成功したキャストは、肺動脈ネットワーク全体の均一な充填をもたらす。肺や肺気道に損傷がある場合、小さな漏れは肺が圧力を保持するのを妨げる。パッチ状または不完全な充填は、カテーテルを介して空気が血管系に導入され、化合物の下流流を遮断した結果としてエアロックから生じる可能性がある。
過充填は、あまりにも少ない化合物が血管系に導入されたときに発生します。あるいは、過剰充填、またはあまりにも多くの高分子化合物をあまりにも速く導入すると、動脈破裂、または、より一般的には静脈通過を引き起こす可能性がある。肺幹を下りすぎると、先端が肺動脈枝にくさびを起こし、流れの不均衡が生じ、一方の側が他方よりも速く満杯になる可能性があります。

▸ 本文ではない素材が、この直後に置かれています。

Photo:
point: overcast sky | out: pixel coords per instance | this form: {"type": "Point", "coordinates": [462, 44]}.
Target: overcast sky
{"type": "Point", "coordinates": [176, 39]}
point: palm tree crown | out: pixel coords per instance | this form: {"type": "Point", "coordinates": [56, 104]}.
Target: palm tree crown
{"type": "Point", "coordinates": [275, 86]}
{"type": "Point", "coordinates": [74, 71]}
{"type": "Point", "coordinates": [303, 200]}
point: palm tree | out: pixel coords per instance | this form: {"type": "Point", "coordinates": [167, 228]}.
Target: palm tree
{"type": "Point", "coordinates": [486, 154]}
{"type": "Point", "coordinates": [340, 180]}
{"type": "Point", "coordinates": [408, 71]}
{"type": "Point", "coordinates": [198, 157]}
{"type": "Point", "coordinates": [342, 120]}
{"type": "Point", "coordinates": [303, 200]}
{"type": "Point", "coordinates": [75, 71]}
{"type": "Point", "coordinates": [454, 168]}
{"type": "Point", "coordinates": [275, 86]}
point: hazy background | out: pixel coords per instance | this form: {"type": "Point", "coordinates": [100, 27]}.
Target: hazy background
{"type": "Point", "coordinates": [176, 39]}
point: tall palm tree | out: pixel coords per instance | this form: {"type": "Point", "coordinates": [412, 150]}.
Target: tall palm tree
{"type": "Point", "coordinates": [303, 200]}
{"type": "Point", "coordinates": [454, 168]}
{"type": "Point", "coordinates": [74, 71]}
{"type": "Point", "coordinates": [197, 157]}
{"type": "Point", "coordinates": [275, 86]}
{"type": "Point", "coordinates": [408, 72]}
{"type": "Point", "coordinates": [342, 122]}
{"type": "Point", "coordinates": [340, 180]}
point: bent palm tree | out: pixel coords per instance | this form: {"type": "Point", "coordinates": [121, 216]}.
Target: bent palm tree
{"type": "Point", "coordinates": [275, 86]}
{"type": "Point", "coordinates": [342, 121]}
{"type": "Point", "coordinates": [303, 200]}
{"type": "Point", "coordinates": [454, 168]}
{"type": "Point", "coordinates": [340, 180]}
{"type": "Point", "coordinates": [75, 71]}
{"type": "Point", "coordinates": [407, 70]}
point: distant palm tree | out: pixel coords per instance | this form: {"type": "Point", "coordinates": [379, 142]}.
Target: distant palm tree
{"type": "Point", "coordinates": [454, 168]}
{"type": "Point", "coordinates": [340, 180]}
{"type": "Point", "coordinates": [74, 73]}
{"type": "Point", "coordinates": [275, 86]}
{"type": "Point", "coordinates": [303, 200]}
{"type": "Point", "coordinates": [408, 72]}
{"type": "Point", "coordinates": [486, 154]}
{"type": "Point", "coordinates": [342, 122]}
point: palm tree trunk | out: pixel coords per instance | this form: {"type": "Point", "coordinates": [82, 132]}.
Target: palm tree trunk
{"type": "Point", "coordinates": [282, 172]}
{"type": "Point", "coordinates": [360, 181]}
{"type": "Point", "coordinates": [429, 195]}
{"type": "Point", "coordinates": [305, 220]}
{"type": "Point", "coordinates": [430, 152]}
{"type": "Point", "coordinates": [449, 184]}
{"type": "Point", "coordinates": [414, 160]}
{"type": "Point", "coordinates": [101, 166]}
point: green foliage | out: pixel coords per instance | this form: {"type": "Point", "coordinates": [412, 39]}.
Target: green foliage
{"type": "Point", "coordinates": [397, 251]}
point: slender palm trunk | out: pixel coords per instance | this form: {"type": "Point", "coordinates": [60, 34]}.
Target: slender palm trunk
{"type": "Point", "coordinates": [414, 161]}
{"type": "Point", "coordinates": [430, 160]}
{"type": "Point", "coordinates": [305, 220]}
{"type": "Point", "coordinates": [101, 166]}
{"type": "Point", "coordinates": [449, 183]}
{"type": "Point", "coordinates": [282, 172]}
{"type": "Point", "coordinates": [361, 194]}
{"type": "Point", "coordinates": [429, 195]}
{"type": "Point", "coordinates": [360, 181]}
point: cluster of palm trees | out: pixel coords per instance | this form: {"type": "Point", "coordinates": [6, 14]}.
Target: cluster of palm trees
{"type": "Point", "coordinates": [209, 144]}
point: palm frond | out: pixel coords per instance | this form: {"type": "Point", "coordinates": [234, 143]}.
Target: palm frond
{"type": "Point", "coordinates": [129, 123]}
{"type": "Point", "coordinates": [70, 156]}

示されているように、遠位血管系の終点の適切な直接モニタリングを使用して、示された技術の慎重な性能、および標準的な注入率は、肺血管系の最適な充填をもたらすことができます。さらに、この技術を全身血管系に適応させることは、他の血管床でも同様に有利な結果をもたらす可能性がある。鋳造後、マイクロコンピュータ断層撮影スキャン用にサンプルを処理することができます。
後処理では、市販のソフトウェアパッケージを使用して、肺血管樹の3Dボリュームレンダリングを生成することができます。この技術を初めて試すときは、脆弱な肺、および肺動脈の周りに特に注意してください。最も重要なことは、血管回路に空気を導入しないようにします。
成功したキャストに続いて、サンプルはマイクロCTによってスキャンすることができ、血管穿刺および建築に関する質問を探求することができる。